Or do we have alternatives?

The recent US expansion of biofuels may very well be our signal that economic warfare is under way. Not that the biofuel itself will reduce the price of oil. We produce too little make a meaningful impact on the oil market.

However, it does make a rather large impact on the global food market. The US has long been the breadbasket of the world, exporting food even to our enemies (e.g. the US is Cuba's primary food supplier--in spite of the embargo). As we shift more of that grain from food to fuel, it dramatically increases demand, which causes price increases. Also, grain is fungible--if you want to make tortillas, for example, and corn becomes too expensive, you can use wheat instead. So if you increase demand in one crop, it has the effect of increasing demand overall.

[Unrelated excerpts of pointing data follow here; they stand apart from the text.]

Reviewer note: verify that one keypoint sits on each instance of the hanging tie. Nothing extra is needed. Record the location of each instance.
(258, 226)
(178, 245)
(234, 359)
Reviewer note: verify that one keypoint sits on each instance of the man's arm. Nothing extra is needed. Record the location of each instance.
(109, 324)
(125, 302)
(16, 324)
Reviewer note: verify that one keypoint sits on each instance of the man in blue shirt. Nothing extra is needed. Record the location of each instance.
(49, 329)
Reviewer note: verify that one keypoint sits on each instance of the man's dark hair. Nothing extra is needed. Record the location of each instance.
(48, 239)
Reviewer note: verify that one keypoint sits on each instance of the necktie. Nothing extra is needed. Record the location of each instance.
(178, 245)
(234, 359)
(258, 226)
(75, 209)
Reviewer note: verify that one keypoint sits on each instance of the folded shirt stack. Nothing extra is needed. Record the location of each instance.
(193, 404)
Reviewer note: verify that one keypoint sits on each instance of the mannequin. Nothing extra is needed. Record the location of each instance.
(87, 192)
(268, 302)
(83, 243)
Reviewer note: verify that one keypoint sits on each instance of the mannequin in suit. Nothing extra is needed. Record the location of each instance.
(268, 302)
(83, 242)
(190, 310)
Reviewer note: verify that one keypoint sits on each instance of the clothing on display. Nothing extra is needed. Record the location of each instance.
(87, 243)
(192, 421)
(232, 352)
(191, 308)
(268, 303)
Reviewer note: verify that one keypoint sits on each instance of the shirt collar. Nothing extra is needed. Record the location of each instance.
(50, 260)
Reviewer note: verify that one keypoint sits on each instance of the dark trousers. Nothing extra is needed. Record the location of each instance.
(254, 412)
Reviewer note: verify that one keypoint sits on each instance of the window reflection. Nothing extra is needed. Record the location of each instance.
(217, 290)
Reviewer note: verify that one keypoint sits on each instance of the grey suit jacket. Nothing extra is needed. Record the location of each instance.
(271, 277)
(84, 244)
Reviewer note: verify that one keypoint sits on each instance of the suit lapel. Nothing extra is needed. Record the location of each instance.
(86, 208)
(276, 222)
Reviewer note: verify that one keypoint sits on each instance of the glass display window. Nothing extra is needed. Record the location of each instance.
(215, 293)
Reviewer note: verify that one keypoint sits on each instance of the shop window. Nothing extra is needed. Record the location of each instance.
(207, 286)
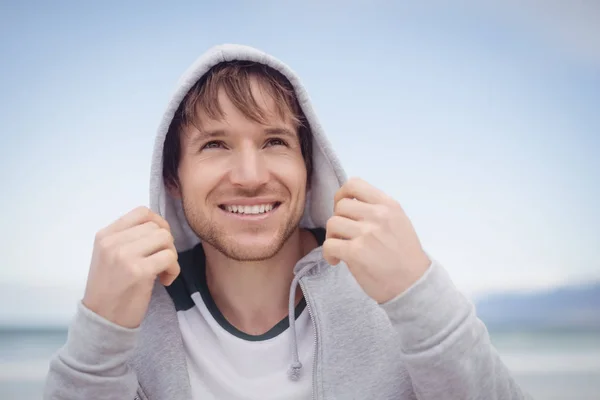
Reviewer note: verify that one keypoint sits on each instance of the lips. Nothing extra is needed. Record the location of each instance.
(250, 209)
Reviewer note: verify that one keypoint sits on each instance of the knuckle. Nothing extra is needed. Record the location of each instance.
(104, 244)
(164, 236)
(331, 223)
(381, 213)
(142, 211)
(121, 256)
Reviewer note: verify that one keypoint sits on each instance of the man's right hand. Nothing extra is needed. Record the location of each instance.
(128, 256)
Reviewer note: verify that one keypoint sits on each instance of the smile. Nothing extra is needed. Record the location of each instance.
(254, 209)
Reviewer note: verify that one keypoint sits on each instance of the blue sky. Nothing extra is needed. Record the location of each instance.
(482, 121)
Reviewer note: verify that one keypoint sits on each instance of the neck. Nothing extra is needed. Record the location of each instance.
(254, 296)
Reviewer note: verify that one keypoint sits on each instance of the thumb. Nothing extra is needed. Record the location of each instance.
(333, 250)
(168, 276)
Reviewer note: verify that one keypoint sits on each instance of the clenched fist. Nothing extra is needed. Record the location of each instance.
(128, 256)
(370, 232)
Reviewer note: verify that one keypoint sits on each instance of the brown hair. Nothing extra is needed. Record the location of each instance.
(234, 78)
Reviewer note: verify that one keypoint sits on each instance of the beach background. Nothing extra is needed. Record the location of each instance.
(480, 118)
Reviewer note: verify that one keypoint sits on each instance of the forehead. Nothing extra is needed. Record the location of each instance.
(256, 107)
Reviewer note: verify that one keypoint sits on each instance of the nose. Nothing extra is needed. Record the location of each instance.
(249, 169)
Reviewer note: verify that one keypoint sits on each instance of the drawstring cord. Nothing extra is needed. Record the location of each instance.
(296, 366)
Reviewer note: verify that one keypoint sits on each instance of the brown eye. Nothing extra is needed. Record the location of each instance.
(276, 142)
(213, 145)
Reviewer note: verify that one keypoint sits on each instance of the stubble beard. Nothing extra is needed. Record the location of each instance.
(210, 233)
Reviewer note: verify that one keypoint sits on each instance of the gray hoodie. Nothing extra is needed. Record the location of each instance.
(425, 344)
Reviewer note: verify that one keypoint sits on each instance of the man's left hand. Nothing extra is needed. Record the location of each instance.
(370, 232)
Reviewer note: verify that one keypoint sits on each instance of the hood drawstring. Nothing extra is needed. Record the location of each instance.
(296, 366)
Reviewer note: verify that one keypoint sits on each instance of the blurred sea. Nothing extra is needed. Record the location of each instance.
(549, 365)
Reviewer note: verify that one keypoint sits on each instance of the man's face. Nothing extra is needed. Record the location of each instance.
(243, 184)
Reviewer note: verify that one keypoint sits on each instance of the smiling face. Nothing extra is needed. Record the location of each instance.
(243, 182)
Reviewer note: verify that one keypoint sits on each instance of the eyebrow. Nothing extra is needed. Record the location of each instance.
(201, 136)
(281, 132)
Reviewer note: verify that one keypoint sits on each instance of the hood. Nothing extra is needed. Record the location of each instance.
(328, 174)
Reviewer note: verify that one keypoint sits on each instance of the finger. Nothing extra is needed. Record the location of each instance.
(353, 209)
(343, 228)
(135, 217)
(155, 241)
(135, 233)
(335, 250)
(163, 264)
(359, 189)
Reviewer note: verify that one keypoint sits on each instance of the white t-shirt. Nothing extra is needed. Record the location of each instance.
(231, 364)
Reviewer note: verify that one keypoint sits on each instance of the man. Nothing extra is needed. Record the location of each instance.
(261, 272)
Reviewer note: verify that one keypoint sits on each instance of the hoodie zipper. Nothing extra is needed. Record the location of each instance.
(310, 313)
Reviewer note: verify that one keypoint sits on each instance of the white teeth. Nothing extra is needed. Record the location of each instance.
(257, 209)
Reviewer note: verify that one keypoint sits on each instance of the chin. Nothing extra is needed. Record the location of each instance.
(254, 251)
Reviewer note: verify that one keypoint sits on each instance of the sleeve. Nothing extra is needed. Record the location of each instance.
(93, 363)
(447, 349)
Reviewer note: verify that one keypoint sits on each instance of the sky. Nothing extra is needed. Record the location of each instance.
(481, 120)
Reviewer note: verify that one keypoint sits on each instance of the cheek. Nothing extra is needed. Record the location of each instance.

What does all this mean? While the price of oil (which we import) has doubled in the last four years, the value of our grain (which we export) has doubled in the last two years.

"http://www.fas.usda.gov/cmp/outlook/2008/Feb-08/02-08e.pdf"

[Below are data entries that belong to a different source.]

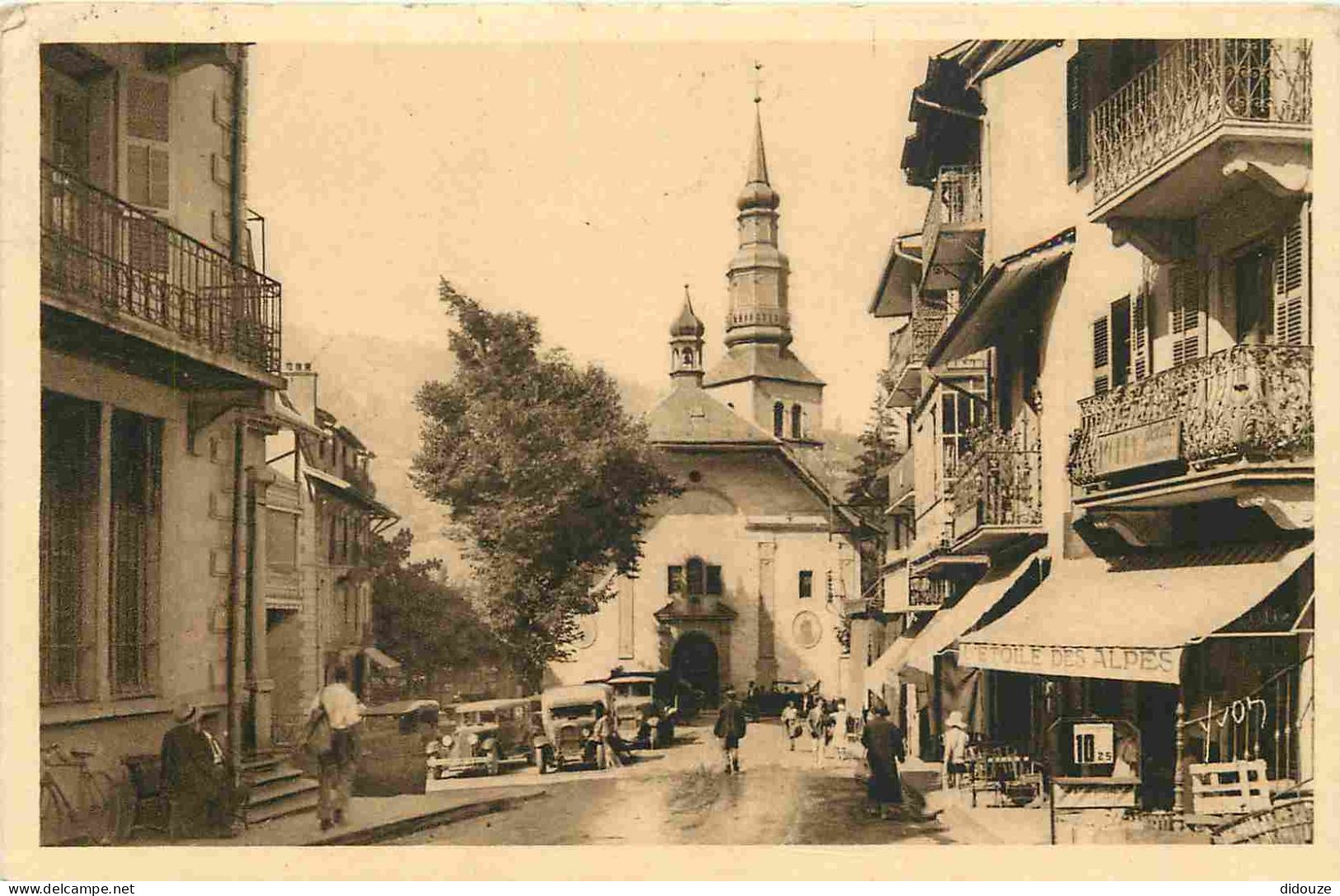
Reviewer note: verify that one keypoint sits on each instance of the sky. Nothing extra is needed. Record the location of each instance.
(585, 184)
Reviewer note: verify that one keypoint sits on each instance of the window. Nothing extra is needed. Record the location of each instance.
(1185, 314)
(135, 495)
(697, 576)
(1076, 124)
(148, 143)
(280, 540)
(1292, 291)
(958, 414)
(70, 461)
(713, 580)
(1121, 343)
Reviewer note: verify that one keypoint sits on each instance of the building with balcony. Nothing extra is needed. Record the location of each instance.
(754, 572)
(1168, 232)
(160, 374)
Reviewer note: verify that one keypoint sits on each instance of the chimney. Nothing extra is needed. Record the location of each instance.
(302, 387)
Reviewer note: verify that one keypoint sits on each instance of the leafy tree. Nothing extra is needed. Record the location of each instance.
(424, 621)
(544, 476)
(868, 486)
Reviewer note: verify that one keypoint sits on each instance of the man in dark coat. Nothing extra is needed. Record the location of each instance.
(731, 729)
(192, 777)
(883, 752)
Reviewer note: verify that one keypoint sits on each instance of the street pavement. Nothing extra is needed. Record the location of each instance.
(681, 795)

It seems we DO have something they need.

Unless Saudi Arabia decides it needs to start growning corn in the middle of the desert.

The fact that we are using the grain for fuel sends an inescapable message: If oil weren't so expensive, we wouldn't have to use your food for our fuel.

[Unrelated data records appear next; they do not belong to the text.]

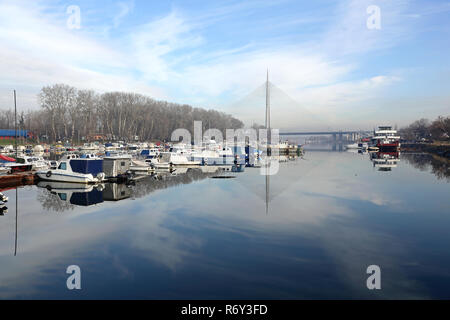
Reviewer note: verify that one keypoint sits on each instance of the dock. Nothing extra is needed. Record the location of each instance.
(18, 179)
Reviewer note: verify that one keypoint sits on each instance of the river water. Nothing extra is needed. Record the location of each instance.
(308, 232)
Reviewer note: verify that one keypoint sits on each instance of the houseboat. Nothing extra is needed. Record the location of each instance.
(72, 168)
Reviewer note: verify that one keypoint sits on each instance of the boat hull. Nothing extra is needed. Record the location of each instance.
(54, 175)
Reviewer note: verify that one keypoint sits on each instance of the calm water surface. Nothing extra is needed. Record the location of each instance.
(324, 220)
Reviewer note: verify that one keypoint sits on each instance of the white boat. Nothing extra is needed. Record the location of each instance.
(7, 149)
(386, 138)
(37, 163)
(89, 147)
(178, 159)
(139, 166)
(74, 169)
(150, 153)
(38, 148)
(352, 146)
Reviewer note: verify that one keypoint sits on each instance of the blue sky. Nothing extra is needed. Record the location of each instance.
(213, 53)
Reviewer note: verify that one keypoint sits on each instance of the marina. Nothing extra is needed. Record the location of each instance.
(224, 159)
(158, 236)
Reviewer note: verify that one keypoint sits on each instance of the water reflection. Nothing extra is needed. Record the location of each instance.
(167, 237)
(385, 161)
(439, 166)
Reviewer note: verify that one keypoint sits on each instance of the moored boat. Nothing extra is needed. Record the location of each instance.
(72, 168)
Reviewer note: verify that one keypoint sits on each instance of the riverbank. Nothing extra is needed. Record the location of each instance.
(440, 149)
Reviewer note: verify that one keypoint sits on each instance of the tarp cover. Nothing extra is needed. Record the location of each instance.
(6, 159)
(87, 166)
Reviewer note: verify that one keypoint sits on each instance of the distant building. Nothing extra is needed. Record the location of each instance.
(11, 133)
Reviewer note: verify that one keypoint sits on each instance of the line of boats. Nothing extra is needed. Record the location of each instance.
(123, 162)
(384, 139)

While Americans can adapt to use less oil in the long term (e.g. use more coal, drive more fuel efficient cars, build more nuclear plants, etc...), population growth in the third world will only increase the demand for food, often at a rate beyond what the local producers can match. And we can control just how much biofuel we use. It won't hurt the princes and kings, who can afford to pay more for food. But as Louis XVI of France found out the hard way, a lack of food will make the masses very unhappy.

As for the economics of it, something has to give. Supply & demand tend toward balance. Either the price of oil will derail worldwide economic growth, causing a reduction of demand; or supply will increase to meet demand.

The economic brinksmanship has begun.